Is each one as specialised as a tool built by a team of twenty working on nothing else? No. But together, they solve the real workflow. You can take a photo, clean it, enhance it, add text, batch process ten at once, and export without leaving the app. For someone running a small Etsy shop or a church Instagram account, that's worth more than one perfect tool.
The honest conversation about pricing
This one comes down to transparency. We built Cleanr around a belief that pricing shouldn't be designed to confuse you.Free: unlimited creativity, daily limits that are real (3 enhancements, 2 sky replacements, etc.), but no watermark and no ads. If you hit those limits, you know what you're missing and why.
Plus at £3.99 monthly or £29.99 yearly: you get unlimited everything and batch processing for 10 photos. It's the tier most people land on. Professional licence and Pro-tier inpainting come at £7.99 monthly if you're selling prints or using photos commercially. AI Pro at £12.99 adds the advanced tools like HSL colour, tone curves, selective adjustments, and generative fill.
Or Core Lifetime at £4.99 if you want to own the base toolkit forever, no subscription. We built this because the market already has enough friction. We didn't want to be another app you subscribe to and forget you're paying for.
What honest competition looks like
I'm not saying Photoroom is bad. It's genuinely good at what it does. Their background removal is fast. Their interface is clean. Their pricing is sustainable for a large team.But there's room for different. There's room for an editor that doesn't assume every user wants to become a studio photographer. There's room for a tool that trusts the free tier to work. There's room for apps that serve the youth pastor, the small business owner, and the faith creator without making them feel like they're constantly being upsold.

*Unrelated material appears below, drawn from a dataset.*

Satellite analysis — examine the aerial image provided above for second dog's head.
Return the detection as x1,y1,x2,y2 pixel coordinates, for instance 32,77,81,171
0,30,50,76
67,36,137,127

That's what we chose to build. Not better at everything. Better at something specific: removing the friction between a good idea and a finished photo, without making you feel like you're paying for seventeen subscriptions to get there.
When someone asks me how Cleanr compares to Photoroom, I don't reach for a feature matrix. I ask them what they're actually trying to do with their photos. Because the right tool isn't always the most powerful one. It's the one that gets out of your way.